There are now 557,000 businesses in 'significant distress' after a big leap in financially troubled firms.
That's according to research from business recovery specialist Begbies Traynor, which found the biggest increases in struggling companies came in the food and drug retailers, construction and real estate and property sectors.
Worse, the rise could have been far higher if courts were operating normally - with the number of county court judgements and winding up petitions lower thanks to coronavirus restrictions on courts and winding up petitions for Covid-19 related debts banned.
That's led to concerns that, once these restrictions are lifted and Government support removed, the number of firms going bust could surge as a "brutal reality check" hits the UK economy.
Begbies Traynor partner Julie Palmer said: "With so many businesses limping along there could be a flood of insolvencies when the courts do get back to anywhere near normal capacity and attempt to clear the backlog of pending cases.
"This in itself, combined with the end of the furlough scheme and other Government support measures, is likely to have a material impact on the UK business failure rate."
She added: "Unfortunately for the many zombie companies in existence across the UK, a perfect storm is on the horizon.
"A combination of a grim economic backdrop and very poor trading conditions, particularly in the most vulnerable sectors, such as hospitality will take its toll . . . particularly when the Government ends its high profile corporate life support measures."
All 22 sectors measured showed an increase in significant distress since the start of the year, but some fared worse than others.
In the last three months alone almost 4,500 construction businesses have fallen into significant distress after the industry failed to fully recover from lockdown.

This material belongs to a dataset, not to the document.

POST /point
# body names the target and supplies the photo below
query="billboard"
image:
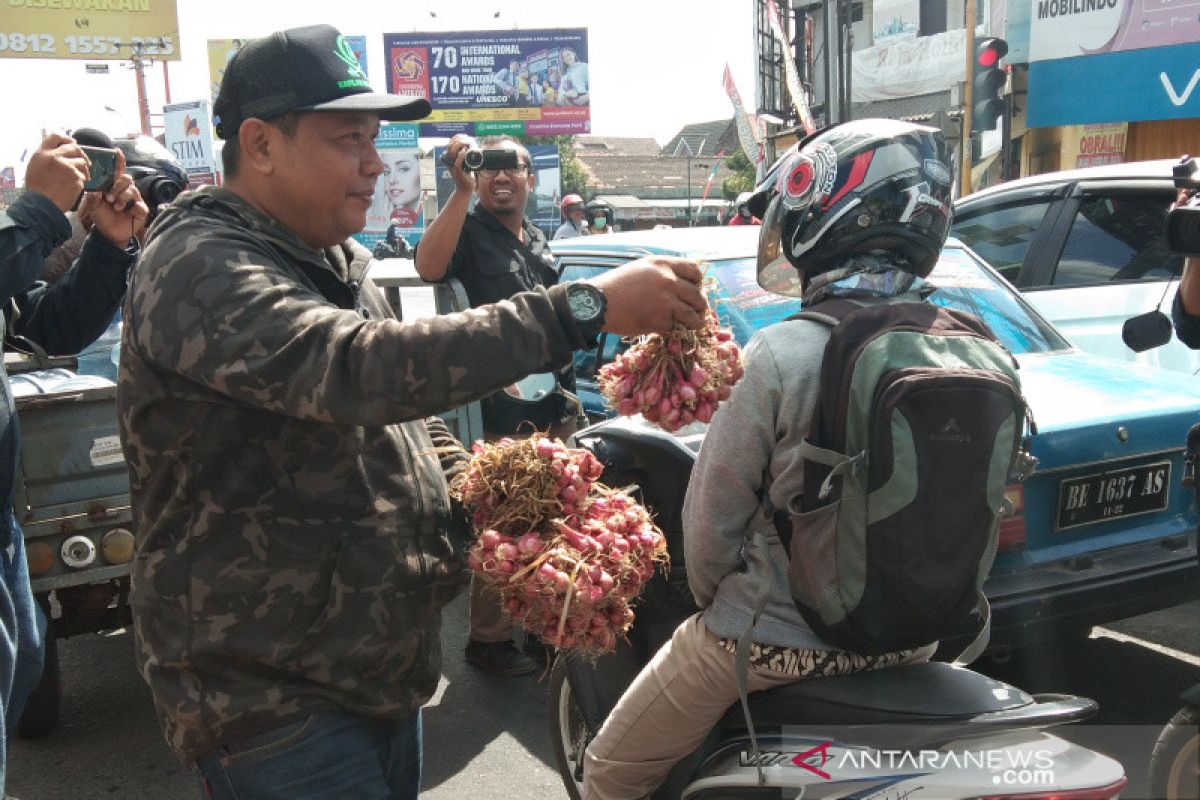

The hospitality sector was also hit hard, with a 10% increase in distressed bars and restaurants since the start of lockdown and a 5% increase in the last quarter alone - despite being allowed to reopen.
Retail is also in trouble, with a 9% increase in distressed companies lockdown.
Some 17,000 automotive businesses are also in distress, many of them within the automotive supply chain as big carmakers scale back.
Begbies Traynor chief executive Ric Traynor said: "The Government's well publicised support measures have saved thousands of businesses from certain insolvency in the short term, but the recently launched reduced version of the furlough scheme and the end to Government guaranteed loans will serve to give many businesses a brutal reality check.
"In fact, many of these businesses were debt laden before the pandemic struck and had little prospect of a viable turnaround.
"They have seen their life prolonged by the availability of Government loans and employee cost subsidies, as evidenced by the 30% + fall in insolvencies over the last six months.
"Inevitably their underlying lack of profitability and accumulated debt will catch up with them once the subsidies end and they face the harsh realities of the challenging economic environment."